Ни слова, о друг мой,
Мы будем с тобой молчаливы...
Русская?
Голос смолк неожиданно, не допев романса. Мимо Александры промелькнула маленькая женская фигурка в пёстрых шелках. Александра успела заметить только глаза, огромные выразительные глаза.
За обедом они познакомились. Певицу звали Бэла Георгиевна Волкова, по сцене Каза Роза. В Германии она была на гастролях, но чувствовала себя одиноко в Берлине. Бэлочка хотела поближе узнать этот город. Не Берлин для иностранцев, но тот Берлин, что вносил в сокровищницу культуры свой огромный вклад, Берлин художественного творчества, Берлин новых друзей, Берлин мысли.
После обеда решили поехать на ипподром. Скачки их не интересовали, просто хотелось наблюдать «типы и нравы».
В складчину наняли извозчика. Важного вида кучер, высоко сидящий на козлах, в фуражке с потёртым серебряным околышком. Новая коляска с упругими мягкими сиденьями. Но лошадь попалась древняя. Кляча мешковато била по берлинской мостовой, не в такт ударяя копытами.
Денёк выдался серенький, будто не летний. Ветер кружил пыль, засыпал глаза. Но Бэлочка и Александра весело смеялись, как беззаботные гимназистки. Извозчик недоумённо оборачивался: кто днём смеётся на чопорных берлинских улицах?
На скачки опоздали. Публика расходилась. Зато успели съесть по порции мороженого.
В пансион возвращались по широкой новопроложенной Герштрассе.
На перекрёстках мальчишки-газетчики призывно выкрикивали: «Экстренный выпуск! Злодейство в Сараеве! Террористический акт!»
Публика спешно расхватывала листки. А ветер разыгрался, налетел неожиданно, подхватил пачки «Экстренного выпуска» и, будто огромные снежные хлопья, разбросал их по мостовой. Публика бросилась подбирать.

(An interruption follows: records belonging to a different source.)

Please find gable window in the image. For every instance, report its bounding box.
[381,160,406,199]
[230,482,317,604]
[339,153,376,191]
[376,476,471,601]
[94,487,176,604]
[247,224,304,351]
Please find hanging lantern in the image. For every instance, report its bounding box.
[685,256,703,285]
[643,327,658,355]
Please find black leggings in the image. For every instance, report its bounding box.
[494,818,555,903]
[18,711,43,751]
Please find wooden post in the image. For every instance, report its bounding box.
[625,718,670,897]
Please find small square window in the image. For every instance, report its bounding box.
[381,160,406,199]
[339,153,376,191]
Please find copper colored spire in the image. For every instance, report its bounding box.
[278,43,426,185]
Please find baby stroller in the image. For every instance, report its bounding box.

Александра пробежала глазами листок.
«Что это такое? Что это значит?»
Ей вдруг стало жутко. Огромные Бэлочкины глаза смотрели на неё, как бы ища защиты...
Наверное, обе почувствовали тогда, что в этот день кончился затянувшийся наивный девятнадцатый век.
В июле к Александре приехал сын. Он приезжал к не» на каникулы ежегодно, где бы она ни находилась – в Париже, Берлине, Ницце, Женеве. Для неё было большой радостью видеть его розовое личико под кепкой, с маленьким чемоданчиком, который он гордо ставил на платформы больших городов Европы. Славного и родного Хохли ей всегда недоставало. Когда Миша был рядом, жизнь делалась полнее. Александра ощущала то милое домашнее тепло, которое так редко выпадало на её долю.
Нынешняя встреча с сыном была особенно волнующей. В прошлом году она не могла встретиться с Мишей. Интересы дела требовали отодвинуть на второй план свои чувства к близким. Всё прошлое лето Александра просидела в библиотеке Британского музея. Работая по десять часов в день, она торопилась закончить книгу «Общество и материнство», подробное исследование объёмом более чем в шестьсот страниц о положении матери и ребёнка в различных странах.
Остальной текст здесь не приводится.